The essence of computer games as a medium is play, he said. The technology presents the player with a series of challenges and opportunities for exploration that allow for a deeply engaged interaction with the underlying computational model or simulation. But today’s games only simulate effectively a few types of systems, such as movement, combat, and resource allocation.
Serious games require playable models of domains such as social interactions or public policy challenges. Mateas is working to create an intelligent authoring tool that will make it easier for people without a high level of technical expertise to create interactive dramas like Façade.
“I want to enable everyday people to create games about topics that are important to them without having to hire a big team of experts,” Mateas said.
The difficulty and expense of developing a new game from scratch, which typically involves a large interdisciplinary team of game developers, is a major challenge that limits the creation of serious games. Mateas said he often encounters people who have great ideas for games, but they have no idea how much work would be required to create one. At one recent conference, for example, he met an emergency-room nurse who saw how useful a game like Façade could be for training doctors and nurses to deal with stressful situations in an emergency room.
“I had to say it would take a big team of experts and a couple of years of work to do that,” Mateas said. “Nowadays, games are made by brute force–every object, every challenge you face in the game has been manually placed there by a designer, so only people with a lot of resources are able to do it. A tool that would enable the computer to help you generate content could put the expressive power of computational media in the hands of more people.”
In addition to his interest in interactive drama, Mateas is working on the development of emergency response training games. He has done preliminary work on a training game for rescue situations in collapsed buildings, working in collaboration with a team at NASA Ames Research Center that offers one of the few available training classes for this type of rescue operation. Relatively few firefighters are able to take the training class each year, so a computer game would enable them to practice their skills more often. The focus of Mateas’s research has been on developing software that will automatically generate new training scenarios.
“It’s an instance of pushing content generation into the machine,” he said. “The scenarios have to be close enough to what firefighters would actually face so that they can learn something, but also there have to be many different scenarios so that they can keep learning from playing the game. There’s no practical way to do that without automatic generation.”
Mateas said he is particularly excited about using the MacArthur Foundation Chair as a platform for engaging public interest and spreading his ideas about the potential for computational media.

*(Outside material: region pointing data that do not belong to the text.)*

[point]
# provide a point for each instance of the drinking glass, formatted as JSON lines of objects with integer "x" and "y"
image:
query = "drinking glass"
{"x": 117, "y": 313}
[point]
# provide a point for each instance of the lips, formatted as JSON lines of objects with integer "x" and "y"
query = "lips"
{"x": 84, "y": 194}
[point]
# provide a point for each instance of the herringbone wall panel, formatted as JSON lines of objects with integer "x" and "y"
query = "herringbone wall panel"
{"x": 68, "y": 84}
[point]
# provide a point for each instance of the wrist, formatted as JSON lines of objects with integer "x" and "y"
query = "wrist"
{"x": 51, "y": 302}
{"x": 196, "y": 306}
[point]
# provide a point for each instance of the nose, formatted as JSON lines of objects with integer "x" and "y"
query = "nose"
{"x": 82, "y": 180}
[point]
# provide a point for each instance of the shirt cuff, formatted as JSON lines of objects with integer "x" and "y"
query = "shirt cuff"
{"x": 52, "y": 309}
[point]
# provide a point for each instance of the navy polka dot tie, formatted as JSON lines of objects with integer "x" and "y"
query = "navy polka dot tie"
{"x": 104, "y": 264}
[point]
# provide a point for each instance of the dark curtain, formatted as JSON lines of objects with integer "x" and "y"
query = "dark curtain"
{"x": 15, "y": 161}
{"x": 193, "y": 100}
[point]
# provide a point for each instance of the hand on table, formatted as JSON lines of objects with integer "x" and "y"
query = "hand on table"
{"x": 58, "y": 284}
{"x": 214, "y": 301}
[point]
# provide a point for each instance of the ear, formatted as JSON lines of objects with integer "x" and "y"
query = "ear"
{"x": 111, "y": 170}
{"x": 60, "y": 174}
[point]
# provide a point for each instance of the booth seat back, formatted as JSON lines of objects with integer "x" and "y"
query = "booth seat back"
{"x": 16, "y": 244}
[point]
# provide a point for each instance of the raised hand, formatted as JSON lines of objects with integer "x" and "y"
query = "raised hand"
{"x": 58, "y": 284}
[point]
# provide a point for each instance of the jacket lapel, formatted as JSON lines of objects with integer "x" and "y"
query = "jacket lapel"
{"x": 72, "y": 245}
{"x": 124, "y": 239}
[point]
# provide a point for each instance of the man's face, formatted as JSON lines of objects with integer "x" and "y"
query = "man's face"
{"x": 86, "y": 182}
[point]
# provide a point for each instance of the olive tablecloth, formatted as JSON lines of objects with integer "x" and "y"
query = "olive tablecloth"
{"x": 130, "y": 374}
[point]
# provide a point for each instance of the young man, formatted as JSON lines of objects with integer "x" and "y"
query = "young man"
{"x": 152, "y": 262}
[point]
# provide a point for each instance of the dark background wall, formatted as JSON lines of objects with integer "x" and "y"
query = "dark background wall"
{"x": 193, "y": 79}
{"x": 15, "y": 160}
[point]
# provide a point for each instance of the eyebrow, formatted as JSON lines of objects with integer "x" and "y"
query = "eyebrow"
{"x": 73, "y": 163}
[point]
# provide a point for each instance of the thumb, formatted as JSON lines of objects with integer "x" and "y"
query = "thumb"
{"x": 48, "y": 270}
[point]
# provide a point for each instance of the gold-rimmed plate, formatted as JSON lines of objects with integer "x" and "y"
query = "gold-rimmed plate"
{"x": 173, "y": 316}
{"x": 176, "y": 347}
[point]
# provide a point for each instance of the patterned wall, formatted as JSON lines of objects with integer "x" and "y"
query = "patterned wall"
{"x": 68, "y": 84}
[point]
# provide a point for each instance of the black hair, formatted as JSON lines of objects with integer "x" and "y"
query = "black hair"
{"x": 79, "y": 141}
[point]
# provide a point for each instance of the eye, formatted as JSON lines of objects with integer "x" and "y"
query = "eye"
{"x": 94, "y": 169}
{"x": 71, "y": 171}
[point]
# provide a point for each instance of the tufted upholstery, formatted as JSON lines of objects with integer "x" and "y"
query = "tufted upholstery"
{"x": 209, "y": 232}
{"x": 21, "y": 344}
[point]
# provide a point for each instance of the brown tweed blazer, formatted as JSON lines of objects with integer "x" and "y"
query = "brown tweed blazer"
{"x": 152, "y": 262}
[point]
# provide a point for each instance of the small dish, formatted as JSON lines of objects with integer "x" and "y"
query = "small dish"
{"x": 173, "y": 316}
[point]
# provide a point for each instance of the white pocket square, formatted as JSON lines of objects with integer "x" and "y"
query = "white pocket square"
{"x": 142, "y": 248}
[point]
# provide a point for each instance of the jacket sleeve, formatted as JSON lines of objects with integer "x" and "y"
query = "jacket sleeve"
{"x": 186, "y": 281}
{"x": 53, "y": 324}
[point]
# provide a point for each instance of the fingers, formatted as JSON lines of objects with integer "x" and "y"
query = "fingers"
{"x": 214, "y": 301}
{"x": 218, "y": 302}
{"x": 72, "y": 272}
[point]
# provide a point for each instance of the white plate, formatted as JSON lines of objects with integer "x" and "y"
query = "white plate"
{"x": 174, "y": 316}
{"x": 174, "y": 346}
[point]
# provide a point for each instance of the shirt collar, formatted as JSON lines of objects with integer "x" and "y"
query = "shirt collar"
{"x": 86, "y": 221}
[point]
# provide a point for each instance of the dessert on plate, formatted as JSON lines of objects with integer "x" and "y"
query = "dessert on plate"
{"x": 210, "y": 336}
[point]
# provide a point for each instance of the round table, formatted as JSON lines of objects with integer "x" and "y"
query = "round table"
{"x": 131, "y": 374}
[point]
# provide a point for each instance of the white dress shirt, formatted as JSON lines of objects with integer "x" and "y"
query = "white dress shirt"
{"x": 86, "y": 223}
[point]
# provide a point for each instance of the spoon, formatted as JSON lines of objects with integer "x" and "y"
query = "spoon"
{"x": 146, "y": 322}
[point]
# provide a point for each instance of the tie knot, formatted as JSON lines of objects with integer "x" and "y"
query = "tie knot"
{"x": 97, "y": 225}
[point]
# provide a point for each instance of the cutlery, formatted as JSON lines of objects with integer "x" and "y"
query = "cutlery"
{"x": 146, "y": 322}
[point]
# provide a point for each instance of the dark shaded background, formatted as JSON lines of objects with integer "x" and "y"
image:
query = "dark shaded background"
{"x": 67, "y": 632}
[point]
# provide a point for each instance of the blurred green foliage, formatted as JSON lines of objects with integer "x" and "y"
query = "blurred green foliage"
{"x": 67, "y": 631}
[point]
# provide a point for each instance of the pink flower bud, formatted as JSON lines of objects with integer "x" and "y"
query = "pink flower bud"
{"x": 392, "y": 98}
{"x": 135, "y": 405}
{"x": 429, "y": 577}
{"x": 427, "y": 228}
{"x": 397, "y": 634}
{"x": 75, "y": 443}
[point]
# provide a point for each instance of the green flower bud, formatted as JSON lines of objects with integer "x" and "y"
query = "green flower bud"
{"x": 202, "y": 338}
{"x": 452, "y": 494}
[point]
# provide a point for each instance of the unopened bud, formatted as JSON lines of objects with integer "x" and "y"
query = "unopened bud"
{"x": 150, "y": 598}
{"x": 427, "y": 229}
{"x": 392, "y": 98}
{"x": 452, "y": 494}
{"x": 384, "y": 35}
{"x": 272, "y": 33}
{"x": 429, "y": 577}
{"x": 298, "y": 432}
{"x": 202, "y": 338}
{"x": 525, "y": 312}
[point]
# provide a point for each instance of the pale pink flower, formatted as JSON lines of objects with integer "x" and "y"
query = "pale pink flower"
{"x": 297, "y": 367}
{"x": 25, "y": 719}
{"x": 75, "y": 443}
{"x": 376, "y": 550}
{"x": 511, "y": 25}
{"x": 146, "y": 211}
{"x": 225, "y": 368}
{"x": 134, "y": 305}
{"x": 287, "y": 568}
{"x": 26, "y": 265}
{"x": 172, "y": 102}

“What excites me about games is their potential as a new way to communicate and to reflect on the human condition,” he said. “Having the MacArthur Chair helps to legitimize this work and sends a clear message of support for the creation of this new discipline of computational media.”
With a growing number of faculty and graduate students conducting research in the area of computational media, UCSC is at the forefront of this new interdisciplinary field. Mateas said this distinguishes UCSC from most other schools that offer degrees in computer game design.
“There is a growing number of programs in which students learn about how games are made today. At UCSC, students are taught by people who are inventing the future of games and computational media. We present the cutting edge in the classroom,” he said.
The MacArthur Foundation Chair at UCSC is one of seven chairs funded by a UC systemwide endowment from the John D. and Catherine T. MacArthur Foundation. The UCSC chair will rotate to another campus after the five-year term.